THE EQUITY aurait été un pilier de l’actualité communautaire et régionale, et le forum des discussions, pour et contre, sur les mérites d’un si grand changement socio-économique. Imaginez, si vous voulez, l’incroyable dépense qu’entraîne la construction d’une ligne de chemin de fer. Pour les habitants des zones rurales, cela a dû exiger un formidable acte de foi, imaginant un avenir économique plus radieux, tout en supportant une diminution des comptes bancaires. Le moyen de communication tout au long de cette ère turbulente était le journal.

Pendant de nombreuses décennies, THE EQUITY fut détenu et exploité par M. Cowan, puis par ses enfants, Bill et Ida, puis par Jim Gray, puis par Bill et Chris Kimmond. En 1953, THE EQUITY fut acheté par David et Rosaleen Dickson et est resté dans la famille Dickson au cours des 70 dernières années.

Avec la prise en charge par les Dickson, THE EQUITY entra dans une nouvelle ère et déménagea dans un bâtiment plus grand, son emplacement actuel sur la rue Centre. L’engagement des Dickson envers le journal comme outil d’amélioration sociale bouscula quelques habitudes, mais conduisit au lancement de plusieurs organisations, à de nombreux prix de journalisme, et à Rosaleen étant saluée à titre posthume comme l’une des quatre Femmes Notables du Pontiac en 2020.

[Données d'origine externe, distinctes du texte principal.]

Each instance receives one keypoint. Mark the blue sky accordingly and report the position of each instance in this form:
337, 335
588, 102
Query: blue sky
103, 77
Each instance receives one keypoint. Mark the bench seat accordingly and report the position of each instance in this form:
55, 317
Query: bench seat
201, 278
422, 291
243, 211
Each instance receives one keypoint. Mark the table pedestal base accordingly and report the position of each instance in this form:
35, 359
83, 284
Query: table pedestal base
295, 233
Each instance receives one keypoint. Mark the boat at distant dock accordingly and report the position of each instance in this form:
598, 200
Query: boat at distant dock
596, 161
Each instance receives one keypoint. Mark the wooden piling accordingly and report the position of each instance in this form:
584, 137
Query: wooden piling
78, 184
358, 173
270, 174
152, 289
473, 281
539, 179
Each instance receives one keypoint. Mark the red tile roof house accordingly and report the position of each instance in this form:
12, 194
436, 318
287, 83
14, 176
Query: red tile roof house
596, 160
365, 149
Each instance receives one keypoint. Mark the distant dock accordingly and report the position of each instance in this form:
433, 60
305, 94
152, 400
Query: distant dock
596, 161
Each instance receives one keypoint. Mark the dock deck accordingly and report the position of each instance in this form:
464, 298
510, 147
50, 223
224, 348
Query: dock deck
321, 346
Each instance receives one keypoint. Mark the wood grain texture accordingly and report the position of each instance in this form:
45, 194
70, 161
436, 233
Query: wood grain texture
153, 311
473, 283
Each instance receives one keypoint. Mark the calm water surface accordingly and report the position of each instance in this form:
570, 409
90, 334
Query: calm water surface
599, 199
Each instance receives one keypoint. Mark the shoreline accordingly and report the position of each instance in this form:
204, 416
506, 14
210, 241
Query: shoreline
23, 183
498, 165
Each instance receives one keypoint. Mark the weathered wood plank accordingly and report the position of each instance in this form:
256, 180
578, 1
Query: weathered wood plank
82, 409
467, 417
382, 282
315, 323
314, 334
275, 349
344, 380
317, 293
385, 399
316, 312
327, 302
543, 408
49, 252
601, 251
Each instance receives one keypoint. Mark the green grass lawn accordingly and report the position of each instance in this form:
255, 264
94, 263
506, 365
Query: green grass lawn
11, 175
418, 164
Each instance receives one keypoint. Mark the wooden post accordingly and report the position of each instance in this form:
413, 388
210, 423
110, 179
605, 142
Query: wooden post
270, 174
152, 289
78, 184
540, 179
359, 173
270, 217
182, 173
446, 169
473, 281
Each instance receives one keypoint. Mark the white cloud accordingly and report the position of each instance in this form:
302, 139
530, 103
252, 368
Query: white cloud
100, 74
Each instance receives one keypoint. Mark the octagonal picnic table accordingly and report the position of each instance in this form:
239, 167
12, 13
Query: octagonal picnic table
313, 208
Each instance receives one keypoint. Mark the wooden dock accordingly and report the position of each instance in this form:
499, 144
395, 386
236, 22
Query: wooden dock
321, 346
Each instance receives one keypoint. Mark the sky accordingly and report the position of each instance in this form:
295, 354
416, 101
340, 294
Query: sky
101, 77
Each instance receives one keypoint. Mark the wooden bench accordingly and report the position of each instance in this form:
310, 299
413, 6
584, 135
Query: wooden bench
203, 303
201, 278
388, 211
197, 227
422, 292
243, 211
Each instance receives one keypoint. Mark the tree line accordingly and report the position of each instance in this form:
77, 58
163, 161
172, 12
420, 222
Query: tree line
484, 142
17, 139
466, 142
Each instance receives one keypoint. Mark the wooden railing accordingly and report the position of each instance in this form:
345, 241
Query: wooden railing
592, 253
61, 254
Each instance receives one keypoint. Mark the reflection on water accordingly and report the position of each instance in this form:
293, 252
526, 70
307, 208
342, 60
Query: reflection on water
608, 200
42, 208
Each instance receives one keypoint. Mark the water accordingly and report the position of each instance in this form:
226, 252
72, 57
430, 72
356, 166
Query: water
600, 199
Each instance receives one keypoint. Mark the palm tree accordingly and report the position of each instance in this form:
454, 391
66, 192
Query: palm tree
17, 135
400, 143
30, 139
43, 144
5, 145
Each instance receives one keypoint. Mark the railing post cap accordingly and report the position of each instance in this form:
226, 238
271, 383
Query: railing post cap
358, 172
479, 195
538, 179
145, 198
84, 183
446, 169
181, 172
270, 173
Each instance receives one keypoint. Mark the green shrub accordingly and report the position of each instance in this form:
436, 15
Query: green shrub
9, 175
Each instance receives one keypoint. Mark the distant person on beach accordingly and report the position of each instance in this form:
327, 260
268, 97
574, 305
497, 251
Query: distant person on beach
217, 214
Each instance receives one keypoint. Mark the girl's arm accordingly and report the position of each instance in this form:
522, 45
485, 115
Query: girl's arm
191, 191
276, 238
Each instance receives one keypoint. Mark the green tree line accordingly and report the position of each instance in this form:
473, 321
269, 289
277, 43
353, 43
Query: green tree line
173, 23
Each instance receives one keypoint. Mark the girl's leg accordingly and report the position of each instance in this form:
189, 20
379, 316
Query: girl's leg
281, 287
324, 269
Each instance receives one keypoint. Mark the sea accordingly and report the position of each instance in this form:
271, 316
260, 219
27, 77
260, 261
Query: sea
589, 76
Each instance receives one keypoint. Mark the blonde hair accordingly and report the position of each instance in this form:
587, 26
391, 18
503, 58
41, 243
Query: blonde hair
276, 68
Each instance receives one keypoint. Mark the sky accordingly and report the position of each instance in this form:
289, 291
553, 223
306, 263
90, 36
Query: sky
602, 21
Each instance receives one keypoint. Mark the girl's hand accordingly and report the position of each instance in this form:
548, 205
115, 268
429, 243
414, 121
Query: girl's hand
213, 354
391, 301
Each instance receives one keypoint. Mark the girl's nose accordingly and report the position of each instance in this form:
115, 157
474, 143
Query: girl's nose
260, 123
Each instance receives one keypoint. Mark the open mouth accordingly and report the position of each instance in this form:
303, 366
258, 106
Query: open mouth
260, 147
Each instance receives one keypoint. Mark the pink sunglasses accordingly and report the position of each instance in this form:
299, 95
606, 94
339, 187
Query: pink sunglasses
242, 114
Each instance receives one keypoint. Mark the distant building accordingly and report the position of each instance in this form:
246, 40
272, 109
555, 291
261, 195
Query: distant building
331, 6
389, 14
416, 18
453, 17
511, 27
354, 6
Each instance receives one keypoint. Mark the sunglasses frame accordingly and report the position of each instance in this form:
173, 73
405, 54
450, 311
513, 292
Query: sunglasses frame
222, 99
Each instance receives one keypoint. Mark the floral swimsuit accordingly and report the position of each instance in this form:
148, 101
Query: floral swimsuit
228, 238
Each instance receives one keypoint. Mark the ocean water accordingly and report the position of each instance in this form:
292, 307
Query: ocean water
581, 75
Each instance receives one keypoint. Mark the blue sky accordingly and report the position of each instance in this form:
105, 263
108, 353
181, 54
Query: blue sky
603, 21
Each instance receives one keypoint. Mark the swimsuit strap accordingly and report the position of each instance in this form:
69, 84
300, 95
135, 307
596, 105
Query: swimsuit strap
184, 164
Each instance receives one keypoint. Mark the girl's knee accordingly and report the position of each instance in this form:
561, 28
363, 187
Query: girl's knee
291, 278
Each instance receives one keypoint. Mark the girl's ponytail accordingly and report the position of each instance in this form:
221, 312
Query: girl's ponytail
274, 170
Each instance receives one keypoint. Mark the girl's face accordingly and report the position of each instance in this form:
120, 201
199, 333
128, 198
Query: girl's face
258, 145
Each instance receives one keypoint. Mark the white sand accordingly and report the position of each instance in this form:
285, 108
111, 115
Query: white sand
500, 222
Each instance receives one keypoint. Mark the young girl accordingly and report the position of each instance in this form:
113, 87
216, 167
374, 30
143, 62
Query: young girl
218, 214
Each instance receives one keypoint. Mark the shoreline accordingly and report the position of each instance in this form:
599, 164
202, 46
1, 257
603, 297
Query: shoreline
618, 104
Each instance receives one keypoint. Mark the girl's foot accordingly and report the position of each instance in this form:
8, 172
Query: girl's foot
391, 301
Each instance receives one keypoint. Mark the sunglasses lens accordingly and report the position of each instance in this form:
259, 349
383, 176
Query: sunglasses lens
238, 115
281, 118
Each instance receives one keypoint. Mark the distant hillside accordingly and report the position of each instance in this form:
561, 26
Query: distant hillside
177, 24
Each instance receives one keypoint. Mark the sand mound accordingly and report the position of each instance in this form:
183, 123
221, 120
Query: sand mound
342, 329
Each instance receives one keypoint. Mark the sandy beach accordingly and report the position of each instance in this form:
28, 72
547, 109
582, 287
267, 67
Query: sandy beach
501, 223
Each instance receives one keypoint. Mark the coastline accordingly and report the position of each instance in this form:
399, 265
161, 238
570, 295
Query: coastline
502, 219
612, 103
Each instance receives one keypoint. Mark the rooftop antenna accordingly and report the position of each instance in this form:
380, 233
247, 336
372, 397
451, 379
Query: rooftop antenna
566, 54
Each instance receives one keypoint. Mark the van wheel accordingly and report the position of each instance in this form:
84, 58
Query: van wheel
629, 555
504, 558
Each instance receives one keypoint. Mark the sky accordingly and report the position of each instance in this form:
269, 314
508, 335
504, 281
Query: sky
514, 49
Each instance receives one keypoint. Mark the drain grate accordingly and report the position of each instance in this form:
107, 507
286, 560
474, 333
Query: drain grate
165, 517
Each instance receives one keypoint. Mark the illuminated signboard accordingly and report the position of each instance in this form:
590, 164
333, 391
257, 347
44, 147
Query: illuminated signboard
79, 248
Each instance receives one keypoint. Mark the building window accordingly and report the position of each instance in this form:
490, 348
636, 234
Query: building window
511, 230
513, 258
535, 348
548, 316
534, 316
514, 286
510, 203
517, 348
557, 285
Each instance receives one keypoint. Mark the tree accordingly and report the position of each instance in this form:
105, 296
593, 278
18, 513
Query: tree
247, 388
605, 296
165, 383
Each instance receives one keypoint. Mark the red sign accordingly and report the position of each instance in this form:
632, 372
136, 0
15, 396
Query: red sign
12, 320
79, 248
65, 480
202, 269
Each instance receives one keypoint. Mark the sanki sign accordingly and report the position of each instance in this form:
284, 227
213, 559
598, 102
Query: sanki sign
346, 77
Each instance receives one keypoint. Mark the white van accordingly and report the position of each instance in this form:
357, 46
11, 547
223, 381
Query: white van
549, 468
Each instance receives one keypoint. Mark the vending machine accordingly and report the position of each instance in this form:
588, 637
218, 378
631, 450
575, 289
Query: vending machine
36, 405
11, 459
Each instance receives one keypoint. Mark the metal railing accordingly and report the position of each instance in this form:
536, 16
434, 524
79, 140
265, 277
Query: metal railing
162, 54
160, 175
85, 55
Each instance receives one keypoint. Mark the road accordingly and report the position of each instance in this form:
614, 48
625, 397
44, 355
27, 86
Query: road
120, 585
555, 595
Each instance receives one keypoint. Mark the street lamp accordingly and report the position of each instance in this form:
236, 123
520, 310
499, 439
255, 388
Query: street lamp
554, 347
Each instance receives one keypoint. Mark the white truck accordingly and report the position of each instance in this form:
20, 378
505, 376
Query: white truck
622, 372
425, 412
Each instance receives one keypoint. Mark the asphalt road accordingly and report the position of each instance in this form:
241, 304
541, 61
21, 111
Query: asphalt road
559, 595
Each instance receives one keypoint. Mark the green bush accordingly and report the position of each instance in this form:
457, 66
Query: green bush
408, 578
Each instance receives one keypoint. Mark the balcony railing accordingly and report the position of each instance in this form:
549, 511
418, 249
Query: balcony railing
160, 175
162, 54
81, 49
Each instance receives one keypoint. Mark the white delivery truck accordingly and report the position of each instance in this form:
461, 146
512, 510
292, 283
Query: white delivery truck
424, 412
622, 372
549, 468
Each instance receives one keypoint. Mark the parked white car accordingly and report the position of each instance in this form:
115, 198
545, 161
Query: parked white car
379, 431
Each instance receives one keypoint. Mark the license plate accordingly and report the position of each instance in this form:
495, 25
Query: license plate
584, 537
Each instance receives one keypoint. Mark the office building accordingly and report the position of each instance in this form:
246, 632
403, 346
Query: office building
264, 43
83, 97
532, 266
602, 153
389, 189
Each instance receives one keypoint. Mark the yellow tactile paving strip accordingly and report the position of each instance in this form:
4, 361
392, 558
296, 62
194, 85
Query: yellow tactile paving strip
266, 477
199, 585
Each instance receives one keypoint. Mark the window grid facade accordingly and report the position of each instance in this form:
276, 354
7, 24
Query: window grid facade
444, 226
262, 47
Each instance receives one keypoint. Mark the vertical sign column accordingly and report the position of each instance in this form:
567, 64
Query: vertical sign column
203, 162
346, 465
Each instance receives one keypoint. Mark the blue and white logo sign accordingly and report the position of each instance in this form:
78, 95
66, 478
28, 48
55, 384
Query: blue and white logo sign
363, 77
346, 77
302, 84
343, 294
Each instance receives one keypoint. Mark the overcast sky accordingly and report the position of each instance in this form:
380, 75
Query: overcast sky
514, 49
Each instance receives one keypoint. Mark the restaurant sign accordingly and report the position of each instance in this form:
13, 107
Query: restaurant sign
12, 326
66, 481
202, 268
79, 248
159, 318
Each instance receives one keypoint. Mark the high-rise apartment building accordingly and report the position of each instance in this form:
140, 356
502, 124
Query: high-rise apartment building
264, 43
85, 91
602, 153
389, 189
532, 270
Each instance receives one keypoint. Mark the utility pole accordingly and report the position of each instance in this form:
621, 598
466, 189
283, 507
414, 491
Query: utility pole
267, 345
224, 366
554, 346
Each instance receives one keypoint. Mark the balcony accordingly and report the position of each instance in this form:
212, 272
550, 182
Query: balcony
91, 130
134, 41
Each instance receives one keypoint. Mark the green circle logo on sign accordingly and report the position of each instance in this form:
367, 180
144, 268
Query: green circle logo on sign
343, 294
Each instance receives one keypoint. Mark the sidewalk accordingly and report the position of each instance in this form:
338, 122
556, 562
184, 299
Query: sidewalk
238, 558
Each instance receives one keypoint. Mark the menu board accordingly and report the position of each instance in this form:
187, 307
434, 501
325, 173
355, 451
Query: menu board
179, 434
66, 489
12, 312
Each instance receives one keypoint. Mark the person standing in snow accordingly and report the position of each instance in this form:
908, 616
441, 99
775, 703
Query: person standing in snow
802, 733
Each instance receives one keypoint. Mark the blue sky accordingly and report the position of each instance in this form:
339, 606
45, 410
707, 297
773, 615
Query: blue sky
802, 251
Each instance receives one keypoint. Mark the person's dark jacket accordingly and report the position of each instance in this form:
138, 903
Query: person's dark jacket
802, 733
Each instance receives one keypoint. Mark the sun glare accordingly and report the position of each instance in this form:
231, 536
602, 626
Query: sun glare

Parmi les nombreux projets communautaires lancés ou encouragés par les Dickson et THE EQUITY figuraient le Comité d’action anti-nucléaire du Pontiac (PANAC), rebaptisé plus tard Protection de l’environnement du Pontiac, la Société historique et le Musée du Pontiac, qui ont vu le jour grâce à un groupe de travail d’« Opportunities for Youth », la création de CHIP Radio Pontiac, et plus tard, le développement d’Ottawa Freenet, l’une des premières occasions pour les résidents du Pontiac de se connecter au nouvel Internet, parmi de nombreuses autres avancées dans le progrès du Pontiac.

En 1977, Ross et Heather Dickson prirent la direction de THE EQUITY. Des années 1980 à nos jours, les rédacteurs en chef ont inclus Richard Wills, Sylvia Bakker, Paul McGee, Wilbur McLean, Kim Thalheimer, Andrea Cranfield, Chris Lowrey, Caleb Nickerson, Carole St. Aubin, Zainab Al-Mehdar et Brett Thoms, entre autres, des membres de la famille Dickson se relayant occasionnellement comme rédacteurs en chef en cours de route.

Au cours des dix dernières années, THE EQUITY a été détenu par Charles Dickson. Maintenant, après 140 ans et ce n’est pas fini, THE EQUITY fait le pont entre l’encre sur papier et les pages dans le cyberespace.

Robert Wills a été élevé dans une famille qui publiait un hebdomadaire dans une communauté rurale du Kentucky dans des circonstances similaires à celles de THE EQUITY et est président de la Société historique du Pontiac.

Écrire l’histoire du Pontiac une semaine à la fois pendant 140 ans

Du premier numéro au plus récent, nous faisons de notre mieux pour capturer une semaine de la vie du Pontiac dans les pages de ce journal, tout comme beaucoup l’ont fait avant nous et, nous l’espérons, comme beaucoup continueront de le faire après notre tour. Nous tenons à vous remercier, lecteurs, auteurs de lettres et annonceurs qui, depuis 140 ans et ce n’est pas fini, avez rendu tout cela possible et utile.